Fig. 5 UV-vis absorption spectra of the reduction of 4-NP by the introduction of (A) Ag–rGO (t = 24 min), (B) ACRN-1 (t = 20 min), (C) ACRN-2 (t = 14 min), and (D) ACRN-3 (t = 18 min). |
In Fig. 5A–D, we observed the characteristic peak at 400 nm gradually decreased and disappeared, and a new peak at about 310 nm gradually increased and red-shifted to 320 nm, indicating the generation of 4-aminophenol (4-AP). As we know, the work function of Ag was smaller than that of Cu2O, so electrons were transferred from the Cu2O shell to the Ag core. A large amount of positive charge was present on the surface of Cu2O, which attracted 4-NP to Ag@Cu2O and accelerated the BH4− catalytic degradation, where the BH4− ions provided electrons for catalysis. Therefore, electrons moved from the depleted region near the Ag@Cu2O–rGO interface to form an electron-rich region between Ag@Cu2O and rGO. In the presence of rGO, these excess electrons promoted the absorption of electrons by the 4-NP molecules. By selecting rGO as the substrate for the composite, it could rapidly transfer carriers between the core–shell structure and also connect isolated core–shell particles in the surroundings. In addition, rGO had an efficient electron transfer platform, which could quickly transfer electrons, resulting in a high catalytic efficiency.
The ACRN exhibited porous structures and provided many active sites. During the catalytic reactions, the electrons on the Ag@Cu2O surface were transferred to BH4−, and 4-NP was reduced to 4-AP. As shown in Fig. 5A–D, the complete degradation of 4-NP by Ag–rGO and three different ACRNs occurred in less than 24 min, indicating the excellent performance of the fabricated catalytic materials. Fig. 5C indicates that ACRN-2 exhibited the best catalytic efficiency, and the catalytic time was approximately 14 min. As shown in Fig. 6, the absorption logarithm [ln(Ct/C0)] and time (t) exhibited a linear relationship, indicating that the catalytic reduction of 4-NP was related to the ACRN following a first-order kinetic relationship. The catalytic reaction rate constants for 4-NP were 0.16, 0.16, 0.29, and 0.23 min−1, indicating that ACRN-2 exhibited excellent catalytic activity, as the reaction rate was proportional to the reaction rate constant.

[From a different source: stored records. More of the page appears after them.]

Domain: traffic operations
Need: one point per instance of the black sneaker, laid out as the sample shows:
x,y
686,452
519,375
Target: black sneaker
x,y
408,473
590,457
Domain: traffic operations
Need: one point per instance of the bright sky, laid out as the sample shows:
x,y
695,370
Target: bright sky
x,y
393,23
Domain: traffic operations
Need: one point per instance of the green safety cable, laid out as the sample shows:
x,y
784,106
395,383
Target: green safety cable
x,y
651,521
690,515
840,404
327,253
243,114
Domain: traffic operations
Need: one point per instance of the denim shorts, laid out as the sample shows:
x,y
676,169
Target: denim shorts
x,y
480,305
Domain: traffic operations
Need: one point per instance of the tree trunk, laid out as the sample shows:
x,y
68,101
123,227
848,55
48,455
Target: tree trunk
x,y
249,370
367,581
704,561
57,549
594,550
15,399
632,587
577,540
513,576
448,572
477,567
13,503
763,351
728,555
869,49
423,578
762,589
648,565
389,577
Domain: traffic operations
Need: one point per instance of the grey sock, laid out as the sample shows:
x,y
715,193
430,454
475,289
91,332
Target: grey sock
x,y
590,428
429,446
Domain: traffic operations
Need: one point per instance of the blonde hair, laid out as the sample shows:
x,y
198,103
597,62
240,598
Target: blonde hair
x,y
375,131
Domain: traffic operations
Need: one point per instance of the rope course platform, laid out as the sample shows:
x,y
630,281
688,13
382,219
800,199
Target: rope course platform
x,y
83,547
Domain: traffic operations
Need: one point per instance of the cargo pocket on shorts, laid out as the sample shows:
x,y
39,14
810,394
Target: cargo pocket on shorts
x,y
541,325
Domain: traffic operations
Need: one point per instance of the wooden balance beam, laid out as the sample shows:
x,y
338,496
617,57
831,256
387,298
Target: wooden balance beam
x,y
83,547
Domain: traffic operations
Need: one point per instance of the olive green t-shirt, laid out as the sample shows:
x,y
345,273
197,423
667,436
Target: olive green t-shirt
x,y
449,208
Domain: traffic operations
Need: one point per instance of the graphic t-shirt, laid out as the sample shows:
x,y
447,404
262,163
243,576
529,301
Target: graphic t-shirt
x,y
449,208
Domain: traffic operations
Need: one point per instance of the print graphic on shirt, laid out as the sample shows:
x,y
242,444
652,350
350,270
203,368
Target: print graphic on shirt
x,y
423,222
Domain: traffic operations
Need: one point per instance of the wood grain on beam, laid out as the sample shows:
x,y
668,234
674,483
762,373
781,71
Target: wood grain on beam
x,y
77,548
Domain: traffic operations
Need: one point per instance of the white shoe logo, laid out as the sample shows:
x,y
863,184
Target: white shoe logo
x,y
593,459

MO and TNP are abundantly present in soil and water, and the catalytic degradation of MO and TNP in water is necessary for environmental protection.31,32 Therefore, the optimal ACRN-2 was utilized for the catalytic degradation of MO and TNP, which are toxic and explosive pollutants, and the catalytic process was observed by UV-vis absorption spectroscopy (Fig. 7A and B). The absorption peaks attributed to MO and TNP at 464 and 390 nm, respectively, gradually decreased, indicating that MO and TNP were catalytically degraded, and ACRN-2 exhibited higher catalytic efficiency for MO than TNP. Furthermore, the linear relationship between the absorption logarithm [ln(Ct/C0)] and time (t) in Fig. 7C and D indicated that the reduction process of MO and TNP was related to ACRN-2 and followed a first-order kinetic relationship. The catalytic reaction rate constants were 0.34 and 0.08 min−1 for MO and TNP, respectively. The high absorption capacity of the ACRN is attributed to the abundant active sites on Cu2O. Meanwhile, the proposed study clearly demonstrated that the ACRN had excellent trace catalytic activity and high electron transfer efficiency, which resulted in excellent catalytic performance.